Now, one of the main issues being discussed in Hamburg is the immigration and refugee problem. In fact, countries like Germany are mainly responsible for this problem because of the hot conflict zones and civil wars created and the integration of refugees in humanitarian conditions. From this point of view, Turkey has a firm stance against the problem and, more fundamentally, against impoverishing economic policies.

During this summit, Turkey will seek solutions and bring suggestions to the basic economic problems and economy policies of all developing countries meeting the same fate on the basis of new inclusive growth policies.

Turkey will once again bring up the inclusive growth and small- and medium-sized enterprises (SMEs)-oriented economy, which were strongly addressed during the G20 Antalya Summit, and the new trade and energy routes and new trade order, new monetary systems (trade with local currencies), which were addressed during the G20 Hangzhou summit one year later. Apart from that, Turkey will underline at every opportunity that it regards immigration and the refugee problem primarily as a problem of humanity.
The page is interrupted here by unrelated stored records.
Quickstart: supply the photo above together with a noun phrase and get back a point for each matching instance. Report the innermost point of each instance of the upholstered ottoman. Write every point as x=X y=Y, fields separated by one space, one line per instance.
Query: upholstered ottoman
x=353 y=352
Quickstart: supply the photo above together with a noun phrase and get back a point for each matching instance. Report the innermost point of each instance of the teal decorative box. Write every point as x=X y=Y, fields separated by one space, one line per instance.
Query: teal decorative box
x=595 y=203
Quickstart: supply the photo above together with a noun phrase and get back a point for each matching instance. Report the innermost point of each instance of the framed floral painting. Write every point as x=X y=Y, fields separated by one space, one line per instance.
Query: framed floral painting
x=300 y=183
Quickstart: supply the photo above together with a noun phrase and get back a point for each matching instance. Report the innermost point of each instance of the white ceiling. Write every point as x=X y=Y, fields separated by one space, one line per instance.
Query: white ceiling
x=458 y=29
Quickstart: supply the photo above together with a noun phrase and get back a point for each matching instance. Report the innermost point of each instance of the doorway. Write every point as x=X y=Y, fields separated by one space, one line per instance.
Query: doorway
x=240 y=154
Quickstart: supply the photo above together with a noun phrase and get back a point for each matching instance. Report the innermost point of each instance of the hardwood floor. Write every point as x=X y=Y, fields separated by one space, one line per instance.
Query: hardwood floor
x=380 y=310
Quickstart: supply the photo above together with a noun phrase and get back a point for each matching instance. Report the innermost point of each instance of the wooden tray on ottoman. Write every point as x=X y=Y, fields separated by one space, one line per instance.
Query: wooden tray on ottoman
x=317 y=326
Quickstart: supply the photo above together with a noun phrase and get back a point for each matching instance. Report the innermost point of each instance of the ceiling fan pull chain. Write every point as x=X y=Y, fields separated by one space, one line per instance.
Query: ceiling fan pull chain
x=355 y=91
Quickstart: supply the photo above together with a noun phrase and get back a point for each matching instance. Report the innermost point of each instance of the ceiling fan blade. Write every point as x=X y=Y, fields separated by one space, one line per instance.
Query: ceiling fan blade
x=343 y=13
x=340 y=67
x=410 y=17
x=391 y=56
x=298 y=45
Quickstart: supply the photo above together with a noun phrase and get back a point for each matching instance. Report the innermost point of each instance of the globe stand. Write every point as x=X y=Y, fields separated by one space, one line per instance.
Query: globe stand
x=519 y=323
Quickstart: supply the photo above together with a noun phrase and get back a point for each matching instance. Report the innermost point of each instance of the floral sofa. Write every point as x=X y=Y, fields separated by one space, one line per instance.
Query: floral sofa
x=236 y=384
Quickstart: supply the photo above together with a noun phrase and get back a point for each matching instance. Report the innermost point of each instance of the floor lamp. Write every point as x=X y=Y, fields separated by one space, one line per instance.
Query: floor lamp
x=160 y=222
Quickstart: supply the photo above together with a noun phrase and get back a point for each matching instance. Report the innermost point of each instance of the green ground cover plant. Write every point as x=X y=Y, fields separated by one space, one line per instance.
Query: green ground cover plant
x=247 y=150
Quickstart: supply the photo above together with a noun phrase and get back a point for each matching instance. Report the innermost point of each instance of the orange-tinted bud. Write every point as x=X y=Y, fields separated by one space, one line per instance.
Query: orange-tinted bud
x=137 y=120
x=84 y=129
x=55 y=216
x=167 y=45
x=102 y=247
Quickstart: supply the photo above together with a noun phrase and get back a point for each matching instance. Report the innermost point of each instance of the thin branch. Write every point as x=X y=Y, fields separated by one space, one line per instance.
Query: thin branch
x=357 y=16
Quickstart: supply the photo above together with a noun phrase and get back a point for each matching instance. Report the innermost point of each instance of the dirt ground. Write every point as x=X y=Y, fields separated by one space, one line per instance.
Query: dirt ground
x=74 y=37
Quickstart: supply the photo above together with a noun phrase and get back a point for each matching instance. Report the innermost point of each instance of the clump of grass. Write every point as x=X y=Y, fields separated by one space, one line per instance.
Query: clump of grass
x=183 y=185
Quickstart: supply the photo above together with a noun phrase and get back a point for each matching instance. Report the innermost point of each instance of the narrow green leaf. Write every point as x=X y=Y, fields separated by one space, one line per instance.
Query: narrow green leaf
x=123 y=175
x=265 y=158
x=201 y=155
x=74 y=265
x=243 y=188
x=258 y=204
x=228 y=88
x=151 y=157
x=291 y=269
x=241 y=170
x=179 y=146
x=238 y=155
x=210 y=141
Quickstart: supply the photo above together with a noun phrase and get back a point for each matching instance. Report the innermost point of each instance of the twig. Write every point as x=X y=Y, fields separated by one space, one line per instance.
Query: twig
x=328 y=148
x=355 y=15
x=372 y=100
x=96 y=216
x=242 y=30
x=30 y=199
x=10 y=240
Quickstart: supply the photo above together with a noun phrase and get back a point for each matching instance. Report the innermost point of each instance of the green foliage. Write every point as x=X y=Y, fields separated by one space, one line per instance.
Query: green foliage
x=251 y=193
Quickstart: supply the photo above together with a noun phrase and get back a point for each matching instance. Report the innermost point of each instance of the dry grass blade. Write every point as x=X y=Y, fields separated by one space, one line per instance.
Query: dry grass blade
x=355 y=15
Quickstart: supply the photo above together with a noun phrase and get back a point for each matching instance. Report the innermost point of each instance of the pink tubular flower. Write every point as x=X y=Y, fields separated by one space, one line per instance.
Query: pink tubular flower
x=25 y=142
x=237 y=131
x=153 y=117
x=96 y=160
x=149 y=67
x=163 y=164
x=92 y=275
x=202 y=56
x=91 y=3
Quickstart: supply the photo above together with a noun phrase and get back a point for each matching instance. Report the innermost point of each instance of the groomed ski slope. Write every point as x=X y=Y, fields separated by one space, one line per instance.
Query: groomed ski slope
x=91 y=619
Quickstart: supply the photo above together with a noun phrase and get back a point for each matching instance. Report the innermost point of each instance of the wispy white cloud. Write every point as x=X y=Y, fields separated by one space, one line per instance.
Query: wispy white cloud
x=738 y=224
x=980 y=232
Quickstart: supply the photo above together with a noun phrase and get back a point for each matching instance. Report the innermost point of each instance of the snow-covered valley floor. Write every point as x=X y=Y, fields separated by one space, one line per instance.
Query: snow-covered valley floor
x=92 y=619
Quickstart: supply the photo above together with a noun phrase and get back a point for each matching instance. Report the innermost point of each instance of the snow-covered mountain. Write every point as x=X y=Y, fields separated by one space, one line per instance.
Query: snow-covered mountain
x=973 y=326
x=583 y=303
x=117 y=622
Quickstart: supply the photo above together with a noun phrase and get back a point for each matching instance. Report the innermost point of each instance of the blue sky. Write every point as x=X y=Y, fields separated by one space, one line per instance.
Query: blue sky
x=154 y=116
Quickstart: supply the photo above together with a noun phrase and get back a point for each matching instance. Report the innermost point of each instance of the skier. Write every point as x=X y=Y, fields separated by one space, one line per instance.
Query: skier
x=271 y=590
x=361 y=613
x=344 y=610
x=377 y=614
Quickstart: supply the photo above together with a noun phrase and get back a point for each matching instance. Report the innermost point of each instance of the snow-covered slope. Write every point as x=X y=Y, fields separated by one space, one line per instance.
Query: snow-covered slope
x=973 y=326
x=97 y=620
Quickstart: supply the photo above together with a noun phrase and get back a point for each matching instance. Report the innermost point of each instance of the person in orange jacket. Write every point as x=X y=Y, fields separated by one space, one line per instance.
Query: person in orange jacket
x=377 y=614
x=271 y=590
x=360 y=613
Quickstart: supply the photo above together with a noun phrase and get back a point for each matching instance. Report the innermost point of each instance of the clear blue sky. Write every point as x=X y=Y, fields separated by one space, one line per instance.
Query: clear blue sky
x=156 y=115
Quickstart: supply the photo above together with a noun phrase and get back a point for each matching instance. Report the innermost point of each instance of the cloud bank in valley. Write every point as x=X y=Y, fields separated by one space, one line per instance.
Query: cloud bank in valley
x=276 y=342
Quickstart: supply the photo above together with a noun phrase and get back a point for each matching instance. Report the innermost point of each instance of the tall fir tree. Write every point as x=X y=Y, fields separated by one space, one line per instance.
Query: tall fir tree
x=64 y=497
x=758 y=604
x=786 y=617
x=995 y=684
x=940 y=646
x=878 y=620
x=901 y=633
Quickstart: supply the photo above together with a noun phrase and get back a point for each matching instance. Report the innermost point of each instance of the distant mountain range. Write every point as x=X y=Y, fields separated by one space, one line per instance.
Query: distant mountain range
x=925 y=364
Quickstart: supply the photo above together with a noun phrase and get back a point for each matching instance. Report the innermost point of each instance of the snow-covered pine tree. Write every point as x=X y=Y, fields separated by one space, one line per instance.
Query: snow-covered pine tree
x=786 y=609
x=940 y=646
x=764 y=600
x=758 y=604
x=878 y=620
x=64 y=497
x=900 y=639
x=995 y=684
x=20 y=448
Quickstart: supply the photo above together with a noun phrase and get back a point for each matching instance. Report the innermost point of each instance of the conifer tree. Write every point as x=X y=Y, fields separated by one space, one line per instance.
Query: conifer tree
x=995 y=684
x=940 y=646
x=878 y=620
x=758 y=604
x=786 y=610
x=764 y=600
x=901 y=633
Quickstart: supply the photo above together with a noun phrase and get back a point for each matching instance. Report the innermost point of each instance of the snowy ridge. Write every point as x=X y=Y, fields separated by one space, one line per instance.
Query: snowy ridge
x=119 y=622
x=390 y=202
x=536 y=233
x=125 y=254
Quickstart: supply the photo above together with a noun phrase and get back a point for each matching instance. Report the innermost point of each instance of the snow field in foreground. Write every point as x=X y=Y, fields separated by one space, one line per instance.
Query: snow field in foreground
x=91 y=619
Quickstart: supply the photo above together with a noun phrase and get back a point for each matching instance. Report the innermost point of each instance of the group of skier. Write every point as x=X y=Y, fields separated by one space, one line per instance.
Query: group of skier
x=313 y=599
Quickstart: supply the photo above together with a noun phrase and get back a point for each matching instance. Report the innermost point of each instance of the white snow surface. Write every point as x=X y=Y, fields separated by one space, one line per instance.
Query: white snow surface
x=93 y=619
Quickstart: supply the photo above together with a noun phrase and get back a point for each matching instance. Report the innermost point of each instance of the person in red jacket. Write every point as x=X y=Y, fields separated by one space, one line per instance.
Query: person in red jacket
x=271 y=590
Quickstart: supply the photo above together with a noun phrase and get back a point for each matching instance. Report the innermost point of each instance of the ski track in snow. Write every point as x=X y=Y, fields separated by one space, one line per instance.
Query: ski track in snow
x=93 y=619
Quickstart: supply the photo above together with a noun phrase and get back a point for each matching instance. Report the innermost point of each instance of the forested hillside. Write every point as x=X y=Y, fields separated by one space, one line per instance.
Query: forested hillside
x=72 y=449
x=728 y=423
Turkey will express at this summit and on all platforms that how grave consequences it will have that developed Western countries regard this problem only as an economic and even as a political problem that goes as far as racism. This G20 summit will not be able to bring a solution to this humanitarian tragedy because of the hosting country's view of the refugee problem, but Turkey will concretely tackle both the cause and the solution of this problem.

Crucial problems such as unemployment and young unemployment undoubtedly stem from the economy policies which remained in the last century and are used to transfer resources to only a few developed countries. The new technological revolution is now a process carried out by all mankind, and this process should be the basic approach to highlight a fair world order to overcome the old in summits like the G20.